Exciting Changes Coming from NYC Commercial Real Estate Developments

Exciting Changes Coming from NYC Commercial Real Estate Developments

New retail, office and manufacturing space will soon be coming to various parts of New York City. Even better, some of these changes will come to the city without having to sacrifice the historic buildings that have helped to give the city its unique character and allure. Here are a couple of the new and exciting changes that are taking place with commercial real estate in NYC.

New Office Complex Coming to Williamsburg

A massive new office complex being developed by Rubenstein Partners and Heritage Equity Partners is on its way to Williamsburg. Located at 25 Kent Avenue, the building will ultimately reach eight stories tall and will span more than 500,000 square feet. The first ground-up office building to be constructed in the neighborhood in more than 10 years, the building will house new offices as well as retail and light manufacturing space.

Designed by Gensler and Hollwich Kushner, the building itself will feature a red brick façade with punched windows on two sides and a glass curtain wall on the other two sides. Covering an entire city block, the development will be bound by Kent and Wythe Avenues and North 13th and North 12th Streets. Building tenants will enjoy access to a roof deck as well as private balconies located on each floor. The project also includes a new public plaza as well as several new restaurants open to the public. Construction on the project is expected to be complete by the end of the year.
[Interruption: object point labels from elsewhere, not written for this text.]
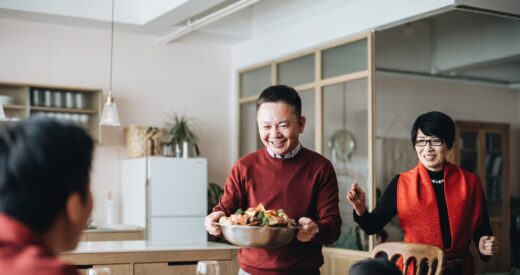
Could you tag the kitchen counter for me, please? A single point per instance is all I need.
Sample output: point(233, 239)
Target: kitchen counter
point(142, 246)
point(144, 257)
point(122, 233)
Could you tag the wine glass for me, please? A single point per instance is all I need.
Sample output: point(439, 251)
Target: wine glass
point(208, 268)
point(98, 271)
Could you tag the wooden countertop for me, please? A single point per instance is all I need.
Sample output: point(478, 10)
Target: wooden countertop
point(142, 246)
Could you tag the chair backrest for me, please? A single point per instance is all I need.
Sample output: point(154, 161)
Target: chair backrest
point(410, 252)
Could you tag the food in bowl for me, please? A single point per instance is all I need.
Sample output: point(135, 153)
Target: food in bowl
point(257, 227)
point(258, 216)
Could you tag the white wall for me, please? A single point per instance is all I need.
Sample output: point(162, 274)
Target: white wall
point(149, 81)
point(295, 25)
point(407, 98)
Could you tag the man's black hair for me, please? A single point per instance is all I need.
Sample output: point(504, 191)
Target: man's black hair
point(435, 124)
point(281, 93)
point(376, 266)
point(42, 162)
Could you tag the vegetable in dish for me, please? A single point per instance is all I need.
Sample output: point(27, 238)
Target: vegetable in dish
point(258, 216)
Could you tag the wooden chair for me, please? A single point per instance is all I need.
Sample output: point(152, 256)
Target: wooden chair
point(421, 253)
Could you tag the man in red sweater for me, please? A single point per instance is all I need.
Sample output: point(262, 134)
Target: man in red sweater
point(283, 175)
point(45, 199)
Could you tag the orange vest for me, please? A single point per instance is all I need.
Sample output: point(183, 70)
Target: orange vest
point(419, 215)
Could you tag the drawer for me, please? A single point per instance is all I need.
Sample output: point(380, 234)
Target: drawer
point(176, 268)
point(115, 269)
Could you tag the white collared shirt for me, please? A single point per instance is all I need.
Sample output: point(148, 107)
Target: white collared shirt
point(288, 155)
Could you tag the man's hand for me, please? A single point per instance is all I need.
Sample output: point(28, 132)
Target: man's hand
point(209, 223)
point(308, 231)
point(488, 245)
point(356, 197)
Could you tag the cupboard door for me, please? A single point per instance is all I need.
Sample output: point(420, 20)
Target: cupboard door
point(176, 268)
point(115, 269)
point(345, 144)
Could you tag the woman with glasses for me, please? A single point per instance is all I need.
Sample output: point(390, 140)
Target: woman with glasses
point(437, 202)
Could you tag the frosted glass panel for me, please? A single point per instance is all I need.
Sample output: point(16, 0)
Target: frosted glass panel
point(308, 110)
point(255, 81)
point(249, 140)
point(345, 123)
point(345, 59)
point(297, 71)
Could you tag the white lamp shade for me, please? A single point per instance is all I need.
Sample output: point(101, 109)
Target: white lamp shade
point(110, 117)
point(2, 114)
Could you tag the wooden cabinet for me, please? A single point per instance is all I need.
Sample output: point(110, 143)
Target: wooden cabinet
point(80, 106)
point(99, 235)
point(483, 148)
point(115, 269)
point(142, 258)
point(177, 268)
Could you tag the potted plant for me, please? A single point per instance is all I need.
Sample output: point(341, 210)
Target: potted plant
point(180, 136)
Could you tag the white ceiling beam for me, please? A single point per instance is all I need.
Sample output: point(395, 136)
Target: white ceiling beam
point(197, 24)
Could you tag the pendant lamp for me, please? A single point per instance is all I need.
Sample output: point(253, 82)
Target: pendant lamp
point(110, 117)
point(2, 114)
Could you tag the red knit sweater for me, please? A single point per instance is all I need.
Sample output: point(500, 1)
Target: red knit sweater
point(22, 252)
point(304, 186)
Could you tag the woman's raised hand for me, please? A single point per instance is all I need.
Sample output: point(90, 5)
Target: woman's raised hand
point(356, 197)
point(488, 245)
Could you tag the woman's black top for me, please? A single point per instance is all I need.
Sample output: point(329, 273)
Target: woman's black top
point(386, 209)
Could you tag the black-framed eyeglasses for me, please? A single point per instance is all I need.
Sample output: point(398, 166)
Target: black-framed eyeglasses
point(432, 142)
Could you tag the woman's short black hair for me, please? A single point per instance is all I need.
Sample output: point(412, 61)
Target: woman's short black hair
point(374, 267)
point(436, 124)
point(281, 93)
point(42, 162)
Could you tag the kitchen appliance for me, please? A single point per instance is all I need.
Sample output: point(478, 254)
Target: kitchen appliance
point(166, 196)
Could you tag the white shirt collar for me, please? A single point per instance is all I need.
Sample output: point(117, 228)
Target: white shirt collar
point(289, 155)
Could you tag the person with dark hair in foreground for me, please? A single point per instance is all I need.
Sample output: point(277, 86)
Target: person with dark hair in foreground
point(283, 175)
point(45, 198)
point(374, 267)
point(437, 202)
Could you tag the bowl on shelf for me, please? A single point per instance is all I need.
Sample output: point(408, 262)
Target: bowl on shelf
point(258, 236)
point(6, 100)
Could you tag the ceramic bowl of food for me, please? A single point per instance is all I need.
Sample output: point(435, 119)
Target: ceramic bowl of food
point(258, 236)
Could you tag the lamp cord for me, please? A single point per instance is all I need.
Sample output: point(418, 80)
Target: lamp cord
point(111, 49)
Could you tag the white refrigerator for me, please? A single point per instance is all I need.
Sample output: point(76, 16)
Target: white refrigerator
point(166, 196)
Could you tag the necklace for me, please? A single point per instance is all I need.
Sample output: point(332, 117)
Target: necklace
point(441, 181)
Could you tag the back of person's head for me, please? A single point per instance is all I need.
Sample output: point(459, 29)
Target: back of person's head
point(374, 267)
point(435, 124)
point(281, 93)
point(42, 162)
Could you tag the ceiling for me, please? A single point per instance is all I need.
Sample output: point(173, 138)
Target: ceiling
point(457, 45)
point(151, 17)
point(454, 45)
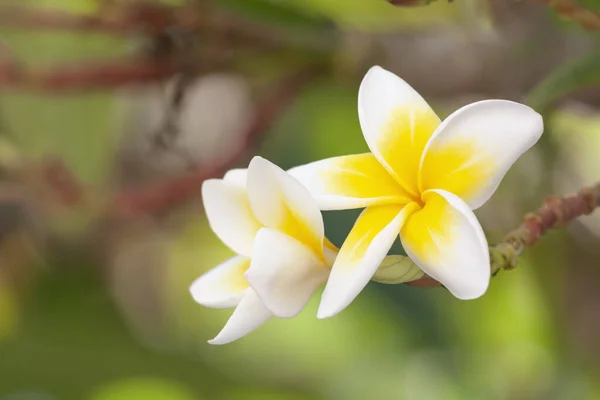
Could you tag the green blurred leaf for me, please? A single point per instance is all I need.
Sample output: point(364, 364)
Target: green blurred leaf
point(144, 389)
point(8, 311)
point(568, 78)
point(274, 12)
point(378, 15)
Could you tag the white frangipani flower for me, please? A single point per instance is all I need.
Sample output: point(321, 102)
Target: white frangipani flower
point(421, 180)
point(274, 225)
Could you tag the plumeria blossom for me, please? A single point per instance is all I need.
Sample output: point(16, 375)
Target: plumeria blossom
point(275, 227)
point(421, 180)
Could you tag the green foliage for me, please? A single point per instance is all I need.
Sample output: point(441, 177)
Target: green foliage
point(144, 389)
point(571, 77)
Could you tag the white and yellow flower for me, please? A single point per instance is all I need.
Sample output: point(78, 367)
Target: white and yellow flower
point(421, 180)
point(274, 225)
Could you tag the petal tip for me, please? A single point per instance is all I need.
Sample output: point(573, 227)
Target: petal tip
point(215, 341)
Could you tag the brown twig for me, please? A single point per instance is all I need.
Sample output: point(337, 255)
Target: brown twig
point(571, 9)
point(135, 18)
point(556, 212)
point(142, 18)
point(174, 192)
point(108, 74)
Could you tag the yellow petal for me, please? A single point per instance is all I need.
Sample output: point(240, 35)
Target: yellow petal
point(397, 124)
point(446, 241)
point(475, 146)
point(346, 182)
point(222, 286)
point(280, 202)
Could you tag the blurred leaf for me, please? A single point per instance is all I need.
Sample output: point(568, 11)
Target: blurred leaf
point(8, 311)
point(378, 15)
point(144, 389)
point(568, 78)
point(397, 269)
point(274, 12)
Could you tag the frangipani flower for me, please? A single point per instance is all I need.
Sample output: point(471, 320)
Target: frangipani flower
point(270, 220)
point(421, 180)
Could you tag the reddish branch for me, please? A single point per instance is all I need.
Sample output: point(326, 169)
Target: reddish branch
point(141, 18)
point(556, 212)
point(171, 193)
point(134, 18)
point(87, 76)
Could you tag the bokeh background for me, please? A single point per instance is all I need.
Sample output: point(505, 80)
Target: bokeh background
point(113, 112)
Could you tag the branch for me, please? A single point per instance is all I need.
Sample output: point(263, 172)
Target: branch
point(171, 193)
point(571, 9)
point(108, 74)
point(147, 18)
point(556, 212)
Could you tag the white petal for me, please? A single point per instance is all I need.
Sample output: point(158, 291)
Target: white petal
point(222, 286)
point(473, 148)
point(282, 203)
point(361, 254)
point(249, 315)
point(446, 241)
point(229, 215)
point(397, 124)
point(237, 176)
point(284, 272)
point(346, 182)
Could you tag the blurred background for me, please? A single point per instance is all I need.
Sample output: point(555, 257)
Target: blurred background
point(113, 112)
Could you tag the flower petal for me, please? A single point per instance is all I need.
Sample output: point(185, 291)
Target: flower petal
point(249, 315)
point(237, 176)
point(446, 241)
point(361, 254)
point(471, 151)
point(282, 203)
point(346, 182)
point(396, 123)
point(222, 286)
point(229, 215)
point(284, 272)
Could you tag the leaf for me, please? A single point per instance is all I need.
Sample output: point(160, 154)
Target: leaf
point(568, 78)
point(144, 389)
point(397, 269)
point(378, 15)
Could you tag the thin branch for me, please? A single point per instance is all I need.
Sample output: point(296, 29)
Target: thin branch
point(556, 212)
point(144, 18)
point(107, 74)
point(179, 190)
point(136, 18)
point(571, 9)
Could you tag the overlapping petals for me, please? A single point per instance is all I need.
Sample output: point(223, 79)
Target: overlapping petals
point(271, 220)
point(421, 181)
point(431, 175)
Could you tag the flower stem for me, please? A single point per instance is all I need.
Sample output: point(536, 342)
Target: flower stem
point(556, 212)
Brooklyn Site Near Prospect Park May Bring New Retail to the Area

A site in Brooklyn at the southwest corner of Prospect Park is going through some major changes, but the original plans have been changed. Located in the Park Slope Historic District, the property was originally slated to be transformed into condos. Hidrock Realty recently presented its plans for approval to the Landmarks Preservation Commission, however, and the new plans call for bringing more retail space to the area. This process would involve restoring a strip of single-story retail space that borders the former Pavilion Theatre.

Constructed on the site of the Marathon Theatre, which was in existence from 1908 through 1927, the theatre now known as Pavilion Theatre was opened in August 1928 with 1,516 seats. The theatre was subsequently closed in 1978 and stood unused for over a decade before it was taken over by a new operator in September 1995 and reopened as the Pavilion Theatre in 1996. The theatre was converted from three screens to 9 screens in October 2004.

Hidrock purchased both the Pavilion Theatre and the land next to it in 2006 for $16 million. Plans for the space were originally presented to the Landmarks Preservation Commission in July and August 2015, while the theater was sold last year to a group of investors who have extended a longterm lease to Nitehawk Cinemas after converting it to a 7-screen theatre. The original plans for the retail space sought to bring a 24-condo building designed by Morris Adjmi to the site. Hidrock has since decided to spruce up the existing 1920s structure instead. Plans for the restoration of the building have been approved by the Landmarks Preservation Commission.